Le travail dans les archives remue les poussières et fait émerger les pensées, fondements des actes des personnes du passé. Une des difficultés pour l’historien(ne) est l’impossibilité de recontextualiser exactement ces documents. Ainsi d’une lettre de Joseph-Marie-François de Lassone (1717-1788), premier médecin de Louis XVI et de Marie-Antoinette, mais aussi de l’épouse de Louis XV Marie Leszczynska. Avec Félix Vicq d’Ayr, il a créé la Société Royale de Médecine, en charge de la veille sanitaire et de l’évaluation des remèdes secrets (ancêtres des préparations pharmaceutiques) sur laquelle je travaillais. La manipulation d’une de ses lettres m’a induite en erreur. Ce souvenir est raconté en faisant intervenir le fantôme de Lassone.
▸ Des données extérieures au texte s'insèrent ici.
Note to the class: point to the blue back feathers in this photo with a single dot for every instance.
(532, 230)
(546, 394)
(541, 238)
Qui dira la tristesse d’être un fantôme oublié ? Je ne revis qu’épisodiquement, lorsque des gens, que leurs contemporains regardent au mieux avec une sorte de condescendance amusée, lisent mes courriers au hasard de leurs recherches sur la médecine du XVIIIème siècle en France. Premier médecin du roi, ils ne peuvent certes pas m’ignorer. Évidemment, je fais tout ce qui est en moi pour qu’ils s’attardent sur mes lettres, mes réflexions, qu’ils comprennent l’importance de mon rôle en cette fin d’ancien régime. Mais las, si vous saviez qui lit mes courriers…. Ont-ils conscience que lorsque je les rédigeais, ou plutôt les signais, c’est un commis qui les écrivait, un autre commis les portait aussitôt à un valet, qui les faisait porter ou les portait lui-même à son destinataire? On posait alors l’enveloppe sur un présentoir en argent, et mon courrier était annoncé solennellement: « Monsieur, un pli de Monsieur de Lassone », et mon cachet était rompu avec appréhension. Ah, quand je vois ce qu’ils sont devenus deux cent vingt ans plus tard. Pendant longtemps j’étais offusqué, je ne voulais même plus savoir ce qu’il advenait de mes missives. Mais je ne pouvais pas disparaître dans l’au-delà. Il fallait et il faut toujours que je subisse le futur, sans cesse renouvelé. Mon monde s’est écroulé, certes, mais je m’aperçois que la nature humaine perdure, et, finalement, ils ne sont pas différents de nous, ces nouveaux humains.